Она захлебнулась от возмущения, не будь наше агентство единственным в своём роде, ну, не считая безумцев и мошенников, миссис Элмерз меня бы, верно, прогнала. Но чувство долга всё же взяло верх, она мужественно кивнула.
– Хорошо.
При этом взгляд её наполнился более приятным и живым отвращением. Что ж, так лучше. Не надо меня любить, не надо возлагать на меня все надежды – меня лучше ненавидеть, и тогда мы справимся.
– Здесь все её вещи, – миссис Элмерз вела меня по вымершей комнате дочери, слёзы вот-вот готовились затопить её голос, снова расслабить руки и разум, но она держалась на ненависти и отвращении. – Я не знаю… какие-то могут помочь?
Миссис Элмерз взглянула на меня с настороженностью. Я кивнула.
– Её дух привязан к этим вещам. Она возвращается сюда, потому что здесь всё по-старому. Сейчас это может помочь, но не зря вещи мёртвых начинают раздавать или складывать в дальние углы. Это для их же блага. Чтобы душа видела перемены. Но это я так, на будущее.
Она была готова заорать и одновременно заплакать, зажать рот руками и чем-нибудь швырнуть в меня…
Нет, ну а я чем виновата? Смерть на то и смерть, чтобы приходить ко всем в свой срок. У неё, по меньшей мере, ещё муж есть, и неизвестно кто из них отправится в посмертие раньше. А так она уже с опытом, потому что совет мой – истина. Вещи, принадлежащие мёртвым, надо прикрывать или убирать, можно и раздать – но убрать с привычных мест. Так душа, если заблудилась, и вернётся в дом, увидит, что всё иначе и её уже здесь не ждут. Это сложный момент, который никто из нашего агентства толком не может объяснить. Если проводить аналогию на живое – это как возвращаться за свой столик, потому что ты не допил кофе, а кружку ещё не успели убрать. И вот ты сидишь за столиком – дурак дураком…
Ладно, не очень удачно, но факт есть факт: вещи имеют обыкновение держать своих хозяев подле себя. Особенно это касается фотографий, любимых вещей и украшений.

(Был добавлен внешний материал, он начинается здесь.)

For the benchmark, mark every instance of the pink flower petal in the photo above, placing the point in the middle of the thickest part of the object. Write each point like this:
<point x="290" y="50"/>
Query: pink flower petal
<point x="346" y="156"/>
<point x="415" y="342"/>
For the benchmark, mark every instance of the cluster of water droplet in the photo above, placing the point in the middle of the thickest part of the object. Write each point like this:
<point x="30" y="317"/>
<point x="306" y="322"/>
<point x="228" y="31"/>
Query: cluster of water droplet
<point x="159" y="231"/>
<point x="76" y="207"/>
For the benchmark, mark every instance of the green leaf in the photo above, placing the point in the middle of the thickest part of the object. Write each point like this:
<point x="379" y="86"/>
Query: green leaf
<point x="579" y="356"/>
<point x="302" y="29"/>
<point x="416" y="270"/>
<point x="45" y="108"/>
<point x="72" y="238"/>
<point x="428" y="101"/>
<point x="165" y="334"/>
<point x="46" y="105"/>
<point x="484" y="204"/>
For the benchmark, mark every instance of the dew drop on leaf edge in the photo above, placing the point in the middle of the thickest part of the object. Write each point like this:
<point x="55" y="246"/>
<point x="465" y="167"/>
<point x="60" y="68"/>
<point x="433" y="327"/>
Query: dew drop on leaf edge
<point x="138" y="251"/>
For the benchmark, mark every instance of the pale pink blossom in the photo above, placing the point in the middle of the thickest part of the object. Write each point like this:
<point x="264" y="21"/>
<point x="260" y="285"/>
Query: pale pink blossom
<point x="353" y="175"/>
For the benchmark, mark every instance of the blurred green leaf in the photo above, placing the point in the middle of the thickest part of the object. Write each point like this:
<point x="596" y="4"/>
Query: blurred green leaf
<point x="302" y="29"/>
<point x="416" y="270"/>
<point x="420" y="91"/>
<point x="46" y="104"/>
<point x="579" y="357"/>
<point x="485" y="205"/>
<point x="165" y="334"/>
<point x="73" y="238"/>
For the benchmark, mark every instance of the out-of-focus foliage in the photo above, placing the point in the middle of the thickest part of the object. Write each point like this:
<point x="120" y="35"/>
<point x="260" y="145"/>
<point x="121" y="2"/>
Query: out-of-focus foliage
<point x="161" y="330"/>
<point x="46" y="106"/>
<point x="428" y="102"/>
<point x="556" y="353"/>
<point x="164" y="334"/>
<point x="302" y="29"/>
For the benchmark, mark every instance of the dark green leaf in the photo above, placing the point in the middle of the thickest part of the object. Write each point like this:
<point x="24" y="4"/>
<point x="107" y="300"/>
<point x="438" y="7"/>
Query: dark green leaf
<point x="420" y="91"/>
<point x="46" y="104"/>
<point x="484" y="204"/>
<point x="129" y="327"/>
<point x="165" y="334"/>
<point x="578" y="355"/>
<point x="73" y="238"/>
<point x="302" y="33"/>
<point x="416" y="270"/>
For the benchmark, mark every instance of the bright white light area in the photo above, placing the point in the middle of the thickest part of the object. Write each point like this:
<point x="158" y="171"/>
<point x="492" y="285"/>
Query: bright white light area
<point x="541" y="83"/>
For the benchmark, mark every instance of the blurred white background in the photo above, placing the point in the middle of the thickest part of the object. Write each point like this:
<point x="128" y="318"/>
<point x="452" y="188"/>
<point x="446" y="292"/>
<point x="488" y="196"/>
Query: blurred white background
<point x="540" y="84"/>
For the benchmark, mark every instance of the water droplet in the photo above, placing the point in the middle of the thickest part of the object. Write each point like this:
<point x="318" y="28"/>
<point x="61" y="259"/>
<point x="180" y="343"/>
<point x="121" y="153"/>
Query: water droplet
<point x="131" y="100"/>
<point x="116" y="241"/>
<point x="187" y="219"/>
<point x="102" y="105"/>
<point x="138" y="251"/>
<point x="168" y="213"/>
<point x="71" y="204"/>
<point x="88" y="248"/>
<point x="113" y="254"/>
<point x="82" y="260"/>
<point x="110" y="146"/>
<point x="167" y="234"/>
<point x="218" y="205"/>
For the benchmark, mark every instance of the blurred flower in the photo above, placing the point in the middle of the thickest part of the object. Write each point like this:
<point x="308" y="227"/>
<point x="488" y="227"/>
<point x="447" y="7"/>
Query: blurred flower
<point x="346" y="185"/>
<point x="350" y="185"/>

– Они хотели завести ребёнка, – миссис Элмерз сыпала за моей спиной фразами. Они уже ничего не значили, но она не понимала этого и продолжала рассказывать об Артуре, но больше, конечно, о Саре, словно это могло им помочь. Впрочем, откуда ей знать, что это уже не так и важно. Неважно, что Сара была лучшей в своём колледже, в плавании, и неважно…
Нет, стоп. Плавание? Интересное совпадение. Она умерла в ванной. Вода и вода. Хотя нет – вода и глупость. Хотя Сара как спортсменка не должна была бы забывать о том, что именно вода глупости не прощает, вода злопамятна.
– Вы желаете присутствовать? – я уточняю вежливо, но по моему тону миссис Элмерз должна ясно понять, что её присутствие мне вообще не упало никакой радостью.
– Да! – она выдыхает, с облегчением и ужасом выдыхает, и я понимаю – ей плевать на все предосторожности и предупреждения. Ей хочется узнать, что я вижу и слышу её дочь. А я начну с неё.
Короткий инструктаж я провожу с равнодушием. Если миссис Элмерз чего-то вытворит, это её беда и проблема – ну и я, если что, её в посмертие провожу сразу. Но вообще правила просты: за линии не заступать, вопросов не задавать, слушать то, что я говорю, не пытаться заговорить ни с кем…
Здесь я споткнулась и повторила несколько раз:
– Если услышите её голос, или вам покажется, что вы его слышите, или она будет звать вас на помощь…
Не люблю живых. Как остановить мне мать, что потеряла свою дочь до всякого разумного срока и безо всякой разумной причины и объяснить, что та не должна вмешиваться? Не люблю работать, когда за моей спиной такой груз.
– Вы навредите ей, – добивала я. – Понимаете? Любое слово, даже жест могут сыграть непонятную роль и неясно как отразиться на ней. Она может зацепиться за вас и будет долгие годы ещё мучиться, не зная куда деться. Понимаете?